Reconstructing Reed-Solomon Codes from Multiple Noisy Channel Outputs

TL;DR

This paper develops an efficient method for reconstructing Reed-Solomon codes from multiple noisy outputs, establishing a rate threshold for reliable decoding based on channel noise and number of observations.

Contribution

It adapts the Koetter-Vardy decoding algorithm for multiple noisy outputs and derives an explicit rate threshold for successful reconstruction.

Findings

Reconstruction is possible below a specific rate threshold depending on noise and observations.

The adapted algorithm achieves efficient decoding with arbitrarily small error probability.

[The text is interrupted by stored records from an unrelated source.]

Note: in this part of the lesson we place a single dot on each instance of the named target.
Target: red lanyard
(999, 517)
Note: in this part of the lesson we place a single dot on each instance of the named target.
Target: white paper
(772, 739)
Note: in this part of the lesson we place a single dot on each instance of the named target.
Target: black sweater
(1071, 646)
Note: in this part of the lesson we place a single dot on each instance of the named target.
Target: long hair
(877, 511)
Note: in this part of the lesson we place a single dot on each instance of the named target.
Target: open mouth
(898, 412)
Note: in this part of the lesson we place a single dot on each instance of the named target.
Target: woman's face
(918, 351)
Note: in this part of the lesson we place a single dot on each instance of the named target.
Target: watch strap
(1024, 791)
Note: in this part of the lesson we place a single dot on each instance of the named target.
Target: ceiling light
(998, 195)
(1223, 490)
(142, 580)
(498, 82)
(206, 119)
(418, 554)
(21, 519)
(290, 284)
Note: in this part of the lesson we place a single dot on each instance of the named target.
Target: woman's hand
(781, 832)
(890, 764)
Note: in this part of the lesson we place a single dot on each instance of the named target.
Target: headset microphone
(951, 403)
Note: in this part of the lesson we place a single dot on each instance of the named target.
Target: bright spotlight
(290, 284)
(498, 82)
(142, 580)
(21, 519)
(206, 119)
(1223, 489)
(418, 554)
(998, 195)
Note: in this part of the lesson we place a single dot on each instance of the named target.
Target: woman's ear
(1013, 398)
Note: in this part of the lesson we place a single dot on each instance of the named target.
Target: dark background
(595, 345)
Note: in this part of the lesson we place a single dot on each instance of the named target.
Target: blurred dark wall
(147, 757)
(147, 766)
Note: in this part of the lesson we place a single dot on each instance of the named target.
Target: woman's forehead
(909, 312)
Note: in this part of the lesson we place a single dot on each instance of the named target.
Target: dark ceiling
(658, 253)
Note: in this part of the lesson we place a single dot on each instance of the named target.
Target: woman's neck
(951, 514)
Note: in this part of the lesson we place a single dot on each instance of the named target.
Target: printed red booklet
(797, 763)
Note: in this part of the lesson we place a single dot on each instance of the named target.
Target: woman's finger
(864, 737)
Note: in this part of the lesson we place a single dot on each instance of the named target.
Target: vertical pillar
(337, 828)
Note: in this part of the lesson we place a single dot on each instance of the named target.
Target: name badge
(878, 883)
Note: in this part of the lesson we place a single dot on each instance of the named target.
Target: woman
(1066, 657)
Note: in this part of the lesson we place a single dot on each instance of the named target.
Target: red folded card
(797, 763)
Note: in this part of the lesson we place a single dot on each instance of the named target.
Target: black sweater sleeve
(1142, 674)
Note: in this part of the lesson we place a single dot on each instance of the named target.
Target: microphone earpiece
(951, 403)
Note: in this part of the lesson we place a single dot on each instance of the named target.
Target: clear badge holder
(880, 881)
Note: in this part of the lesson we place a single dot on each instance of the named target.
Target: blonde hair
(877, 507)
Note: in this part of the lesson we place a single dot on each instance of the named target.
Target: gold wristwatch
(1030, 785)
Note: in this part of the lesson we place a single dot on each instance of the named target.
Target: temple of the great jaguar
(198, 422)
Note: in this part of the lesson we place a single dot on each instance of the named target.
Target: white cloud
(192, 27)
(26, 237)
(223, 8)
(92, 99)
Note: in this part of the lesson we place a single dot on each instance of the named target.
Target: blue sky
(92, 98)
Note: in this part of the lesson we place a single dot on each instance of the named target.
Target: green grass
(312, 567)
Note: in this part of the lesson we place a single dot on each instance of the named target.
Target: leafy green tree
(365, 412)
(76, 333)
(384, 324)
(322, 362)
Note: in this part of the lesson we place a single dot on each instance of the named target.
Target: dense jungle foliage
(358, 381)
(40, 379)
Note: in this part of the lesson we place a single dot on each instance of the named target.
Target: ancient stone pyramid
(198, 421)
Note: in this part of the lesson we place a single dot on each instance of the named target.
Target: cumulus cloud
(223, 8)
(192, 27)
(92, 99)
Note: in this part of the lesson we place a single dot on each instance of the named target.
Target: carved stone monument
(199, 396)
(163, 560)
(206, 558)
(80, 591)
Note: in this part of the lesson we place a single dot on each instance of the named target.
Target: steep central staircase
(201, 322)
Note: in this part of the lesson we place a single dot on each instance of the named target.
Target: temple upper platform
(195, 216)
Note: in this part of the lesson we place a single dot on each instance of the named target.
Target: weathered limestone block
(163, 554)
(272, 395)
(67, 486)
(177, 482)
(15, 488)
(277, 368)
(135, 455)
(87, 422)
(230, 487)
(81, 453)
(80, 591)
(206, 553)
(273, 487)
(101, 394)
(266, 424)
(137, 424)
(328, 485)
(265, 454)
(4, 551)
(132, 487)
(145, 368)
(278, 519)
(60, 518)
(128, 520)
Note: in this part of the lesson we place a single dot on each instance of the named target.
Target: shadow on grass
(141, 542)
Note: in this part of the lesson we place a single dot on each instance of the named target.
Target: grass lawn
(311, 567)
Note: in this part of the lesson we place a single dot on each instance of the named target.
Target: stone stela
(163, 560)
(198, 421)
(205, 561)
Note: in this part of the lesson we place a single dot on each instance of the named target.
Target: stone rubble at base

Explicit rate thresholds are derived for large blocklengths and alphabet sizes.

Abstract

The sequence reconstruction problem, introduced by Levenshtein in 2001, considers a communication setting in which a sender transmits a codeword and the receiver observes K independent noisy versions of this codeword. In this work, we study the problem of efficient reconstruction when each of the $K$ outputs is corrupted by a $q$-ary discrete memoryless symmetric (DMS) substitution channel with substitution probability $p$. Focusing on Reed-Solomon (RS) codes, we adapt the Koetter-Vardy soft-decision decoding algorithm to obtain an efficient reconstruction algorithm. For sufficiently large blocklength and alphabet size, we derive an explicit rate threshold, depending only on $(p, K)$, such that the transmitted codeword can be reconstructed with arbitrarily small probability of error whenever the code rate $R$ lies below this threshold.